Predicting secondary structure based on local sequence context is an efficient means of breaking the independence assumption in alignment. Since secondary structure is more conserved than primary sequence, it can be leveraged to improve the alignment of distantly related proteins. Moreover, secondary structure predictions increase in accuracy as more sequences are used in the prediction. This enables the scalable generation of large sequence alignments that maintain high accuracy even on diverse sequence sets. The DECIPHER R package and source code are freely available for download at DECIPHER.cee.wisc.edu and from the Bioconductor repository.

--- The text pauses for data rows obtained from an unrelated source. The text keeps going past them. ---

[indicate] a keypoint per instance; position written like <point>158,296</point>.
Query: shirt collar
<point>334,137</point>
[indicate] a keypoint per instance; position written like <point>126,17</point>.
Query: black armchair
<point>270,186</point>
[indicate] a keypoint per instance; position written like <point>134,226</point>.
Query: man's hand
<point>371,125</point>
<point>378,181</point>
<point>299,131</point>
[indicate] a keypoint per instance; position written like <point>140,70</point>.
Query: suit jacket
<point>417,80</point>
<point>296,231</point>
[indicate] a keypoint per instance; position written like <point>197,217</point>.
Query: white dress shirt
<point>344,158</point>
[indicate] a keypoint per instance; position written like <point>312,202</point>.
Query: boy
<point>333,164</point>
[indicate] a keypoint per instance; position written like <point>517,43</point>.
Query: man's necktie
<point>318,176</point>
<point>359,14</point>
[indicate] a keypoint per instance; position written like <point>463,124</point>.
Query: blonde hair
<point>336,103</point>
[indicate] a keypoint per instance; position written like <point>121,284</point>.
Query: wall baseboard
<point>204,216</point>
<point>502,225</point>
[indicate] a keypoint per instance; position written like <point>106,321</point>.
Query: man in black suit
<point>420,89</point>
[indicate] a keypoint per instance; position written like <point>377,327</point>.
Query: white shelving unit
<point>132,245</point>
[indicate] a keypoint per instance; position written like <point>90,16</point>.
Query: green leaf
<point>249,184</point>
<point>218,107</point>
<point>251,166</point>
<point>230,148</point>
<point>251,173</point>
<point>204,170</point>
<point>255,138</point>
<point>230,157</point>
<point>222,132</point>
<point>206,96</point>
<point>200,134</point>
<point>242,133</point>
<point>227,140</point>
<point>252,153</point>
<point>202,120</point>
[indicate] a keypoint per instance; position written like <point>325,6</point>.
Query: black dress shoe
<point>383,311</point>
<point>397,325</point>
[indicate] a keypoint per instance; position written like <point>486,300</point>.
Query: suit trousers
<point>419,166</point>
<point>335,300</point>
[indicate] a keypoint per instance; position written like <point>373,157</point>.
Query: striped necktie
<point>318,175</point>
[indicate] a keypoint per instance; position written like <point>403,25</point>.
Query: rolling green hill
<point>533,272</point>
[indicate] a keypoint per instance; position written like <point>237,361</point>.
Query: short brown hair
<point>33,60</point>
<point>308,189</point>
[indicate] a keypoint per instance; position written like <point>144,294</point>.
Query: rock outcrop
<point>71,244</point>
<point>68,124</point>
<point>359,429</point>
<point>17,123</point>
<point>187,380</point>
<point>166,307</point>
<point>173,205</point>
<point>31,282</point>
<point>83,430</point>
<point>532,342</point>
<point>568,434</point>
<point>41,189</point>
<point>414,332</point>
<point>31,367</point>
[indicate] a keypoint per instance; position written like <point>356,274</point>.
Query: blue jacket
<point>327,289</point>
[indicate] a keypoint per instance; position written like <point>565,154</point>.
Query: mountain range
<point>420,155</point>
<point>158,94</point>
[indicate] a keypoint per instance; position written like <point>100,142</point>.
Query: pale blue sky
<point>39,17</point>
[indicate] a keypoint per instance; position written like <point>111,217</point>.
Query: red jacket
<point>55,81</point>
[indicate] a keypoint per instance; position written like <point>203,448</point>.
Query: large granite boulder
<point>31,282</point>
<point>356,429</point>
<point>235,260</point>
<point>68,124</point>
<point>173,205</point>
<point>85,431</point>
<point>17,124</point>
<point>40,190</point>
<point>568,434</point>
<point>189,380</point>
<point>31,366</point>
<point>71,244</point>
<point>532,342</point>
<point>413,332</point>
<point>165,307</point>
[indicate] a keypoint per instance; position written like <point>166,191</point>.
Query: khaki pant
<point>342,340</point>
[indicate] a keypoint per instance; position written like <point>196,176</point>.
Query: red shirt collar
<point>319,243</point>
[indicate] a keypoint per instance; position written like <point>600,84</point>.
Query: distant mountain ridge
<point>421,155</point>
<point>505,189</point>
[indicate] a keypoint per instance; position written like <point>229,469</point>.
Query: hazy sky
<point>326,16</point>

在生物学研究中,对大量不同序列集进行比对是一项常见任务,但比对质量仍有很大的提升空间。多个序列比对程序在仅比对少数序列时往往能达到最大准确度,而随着序列数量增加,准确度会稳步下降。这种准确度下降部分可归因于随着比对序列增多,错误和模糊性逐渐累积。大多数高通量序列比对算法在假设位点相互独立的情况下未使用上下文信息。本研究考察了利用局部序列上下文来提高大型多序列比对质量的程度。
评估了基于局部序列上下文的两种预测器:(i)单序列二级结构预测,以及(ii)根据周围残基调整空位罚分。结果表明基于上下文的预测器具有可观的信息含量,可用于创建更准确的比对。此外,随着序列数量增加,局部上下文的信息量更大,能够对大型实证基准进行更准确的蛋白质比对。这些发现成为DECIPHER的基础,DECIPHER是一种新的用于序列比对的上下文感知程序,在大型序列集上的表现优于其他程序。
基于局部序列上下文预测二级结构是打破比对中独立性假设的有效手段。由于二级结构比一级序列更保守,可利用它来改善远缘相关蛋白质的比对。此外,随着用于预测的序列增多,二级结构预测准确度提高。这使得能够可扩展地生成大型序列比对,即使在多样的序列集上也能保持高精度。DECIPHER R包和源代码可在DECIPHER.cee.wisc.edu以及Bioconductor仓库免费下载。